The United States Court of Appeals for the Ninth Circuit affirmed the District Court’s grant of summary judgment to the defendants in the antitrust matter, Saskia V. W. Hilton v. Children’s Hospital San Diego, et al. Dr. Michael C. Keeley, a senior vice president of Cornerstone Research, was retained by Sheppard, Mullin, Richter & Hampton, counsel for the defendants, to evaluate the plaintiff’s antitrust claims from an economic perspective and to assess the validity of the analysis put forward by the plaintiff’s economist. The plaintiff, a pediatric radiologist, alleged violations of Sections I and II of the Sherman Act, claiming that the defendants had engaged in a horizontal market division agreement and that one of the defendants had also unilaterally refused to deal with her.
Dr. Keeley demonstrated that the defendants had no incentive to engage in collusive behavior because they had conflicting interests and had no ability to affect market prices because they faced competition from many other healthcare providers. Dr.
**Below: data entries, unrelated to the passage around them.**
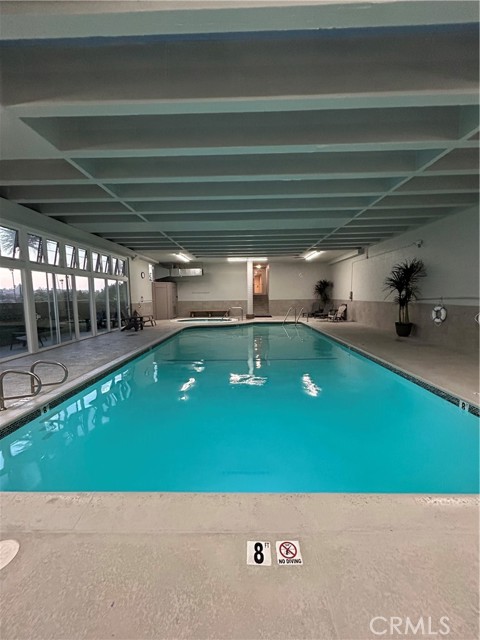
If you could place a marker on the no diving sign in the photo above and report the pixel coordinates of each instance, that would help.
(288, 552)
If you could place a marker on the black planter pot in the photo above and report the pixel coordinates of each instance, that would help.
(403, 329)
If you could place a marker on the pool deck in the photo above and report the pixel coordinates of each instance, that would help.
(168, 565)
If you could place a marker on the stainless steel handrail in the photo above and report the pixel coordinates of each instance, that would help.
(227, 313)
(48, 384)
(35, 391)
(286, 315)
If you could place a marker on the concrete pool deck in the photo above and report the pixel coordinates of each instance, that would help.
(132, 566)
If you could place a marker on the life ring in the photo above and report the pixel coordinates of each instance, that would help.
(439, 314)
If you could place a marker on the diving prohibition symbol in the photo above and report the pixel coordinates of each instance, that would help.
(288, 552)
(288, 549)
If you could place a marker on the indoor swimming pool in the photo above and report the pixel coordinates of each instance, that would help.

Keeley also showed that the alleged exclusionary conduct could not have led to antitrust injury because hypothetically denying the plaintiff privileges to practice at a single hospital could not have harmed market competition or adversely affected the prices paid or the quality of care received by the ultimate consumers—the patients.
The United States District Court for the Southern District of California granted summary judgment to defendants on all antitrust claims finding that “[b]ecause of the absence of evidence of an antitrust injury, summary judgment in defendant’s favor is required.” On appeal, the United States Court of Appeals for the Ninth Circuit affirmed that ruling, holding that “[t]he defendants met their initial burden of raising lack of antitrust injury as a basis for granting summary judgment in their favor” and that the plaintiff had “…not produced evidence that would create a genuine issue of material fact on the question of antitrust injury.”